Patrick A Forcelli  – Georgetown University Department of Pharmacology & Physiology

A long-standing role for the substantia nigra pars reticulata (SNpr) and its principal projection target, the superior colliculus (SC) has been described in the control of experimental seizures. These prior studies have relied on microinjection, lesion, and electrical stimulation approaches. While informative, these approaches suffer from several confounds and limitations including drug spread, poor temporal control, activation of fibers of passage, and permanent damage. The optogenetic approach, by contrast, allows for selective activation or silencing of these structures in real-time. Here, we report our recent work examining optogenetic activation of SC, optogenetic inhibition of SNpr, as well as optogenetic silencing of nigrotectal projections. We examined the effect of these manipulations on experimental seizures evoked by pentylenetetrazole, gamma butyrolactone, focally from Area Tempestas, or in audiogenic-seizure susceptible rats (GEPRs). These models trigger secondarily generalized, absence, complex partial, and primary brainstem seizures, respectively. We found that silencing SNpr or nigrotectal terminals, or activation of SC exerted broad spectrum seizure suppressive effects in these models. Effects were detected with frequencies of stimulation as low as 5Hz. These results provide definitive evidence that the nigrotectal pathway is sufficient to account for seizure suppression evoked from SNpr. Moreover, these data indicate that low frequency stimulation within this pathway may be sufficient for seizure control.

“Optogenetic Investigation of Gamma Oscillations in the Medial Prefrontal Cortex of Urethane-Anesthetized Mice” 
Cleiton Lopes-Aguiar1,2, Nicolas Guyon1, Calvin Young1, Hoseok Kim1, Marie Carlén1
1 Department of Neuroscience, Karolinska Institutet, Stockholm, Sweden.
2 Department of Neuroscience, Ribeirão Preto School of Medicine, University of São Paulo, Brazil.

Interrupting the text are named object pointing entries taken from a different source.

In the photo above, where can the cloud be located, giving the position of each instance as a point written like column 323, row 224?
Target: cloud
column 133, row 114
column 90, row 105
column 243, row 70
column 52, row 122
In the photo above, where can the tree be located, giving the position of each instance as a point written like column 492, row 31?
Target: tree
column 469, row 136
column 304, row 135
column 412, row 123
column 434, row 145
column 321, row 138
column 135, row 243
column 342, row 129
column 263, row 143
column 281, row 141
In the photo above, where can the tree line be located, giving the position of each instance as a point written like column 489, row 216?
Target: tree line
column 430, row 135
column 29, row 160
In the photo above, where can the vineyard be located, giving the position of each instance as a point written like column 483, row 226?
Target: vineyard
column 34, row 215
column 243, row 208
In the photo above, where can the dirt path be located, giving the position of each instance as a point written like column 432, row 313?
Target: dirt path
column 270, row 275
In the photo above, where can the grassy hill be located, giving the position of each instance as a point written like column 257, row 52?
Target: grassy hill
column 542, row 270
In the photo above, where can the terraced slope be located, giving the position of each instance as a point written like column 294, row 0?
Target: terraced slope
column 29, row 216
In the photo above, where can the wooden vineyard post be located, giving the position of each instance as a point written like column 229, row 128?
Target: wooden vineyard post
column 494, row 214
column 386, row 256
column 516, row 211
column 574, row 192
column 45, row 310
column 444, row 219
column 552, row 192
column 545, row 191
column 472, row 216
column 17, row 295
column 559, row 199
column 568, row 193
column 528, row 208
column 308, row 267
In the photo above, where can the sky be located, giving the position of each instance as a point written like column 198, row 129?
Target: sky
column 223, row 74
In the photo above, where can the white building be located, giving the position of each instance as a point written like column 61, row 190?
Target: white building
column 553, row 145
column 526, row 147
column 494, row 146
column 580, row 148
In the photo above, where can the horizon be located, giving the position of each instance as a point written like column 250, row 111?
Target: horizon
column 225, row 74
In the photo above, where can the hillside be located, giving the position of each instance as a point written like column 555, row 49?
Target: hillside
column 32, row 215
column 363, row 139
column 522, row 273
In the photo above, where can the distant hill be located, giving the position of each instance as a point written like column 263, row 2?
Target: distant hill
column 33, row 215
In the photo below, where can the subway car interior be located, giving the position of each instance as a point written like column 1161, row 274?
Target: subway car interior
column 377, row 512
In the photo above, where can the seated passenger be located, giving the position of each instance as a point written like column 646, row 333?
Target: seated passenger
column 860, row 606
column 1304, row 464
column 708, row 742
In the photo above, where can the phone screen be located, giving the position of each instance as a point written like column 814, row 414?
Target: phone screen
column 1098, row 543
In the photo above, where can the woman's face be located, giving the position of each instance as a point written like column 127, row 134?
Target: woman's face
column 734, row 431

Perturbed excitatory-inhibitory balance occurs in multiple psychiatric and neurological conditions and might be a critical link between schizophrenia positive and negative symptoms, aberrant neural oscillatory activity, cognitive deficits and psychiatric comorbidities in epilepsy. Recently, Carlén’s group showed that loss of NMDAR-mediated drive of parvalbumin positive interneurons (PV+) results in cognitive deficits and changes in network activities highly relevant to schizophrenia symptomatology. Here, we aimed to investigate the role of NMDAR specifically in PV+ during basal and optogenetically-evoked gamma oscillations (40 – 100 Hz) in the medial prefrontal cortex (mPFC) of urethane-anesthetized mice. First, adult PV-Cre and NR1-PV-Cre mice (knockout for the NR1 subunit specifically in PV+ cells) were injected with AAV2-DIO-ChR2-mCherry or AAV5-DIO-EYFP (control-virus). Four to twelve weeks later, the animals were anesthetized with urethane and submitted to electrophysiological recordings with a 32 channels silicon probe (A4x2-tet-5mm-150-200-312-A32, Neuronexus) and to optogenetic stimulation of the prefrontal PV+ cells. Our preliminary findings suggest that photostimulation for activation of ChR2-expressing PV+ neurons imposes transitory decrease in the firing rate of nearby neurons and specific enhancement of gamma band power in the mPFC. PV-Cre and NR1-PV-Cre groups will be compared regarding oscillatory patterns and firing rate in the mPFC. These data analyses are ongoing.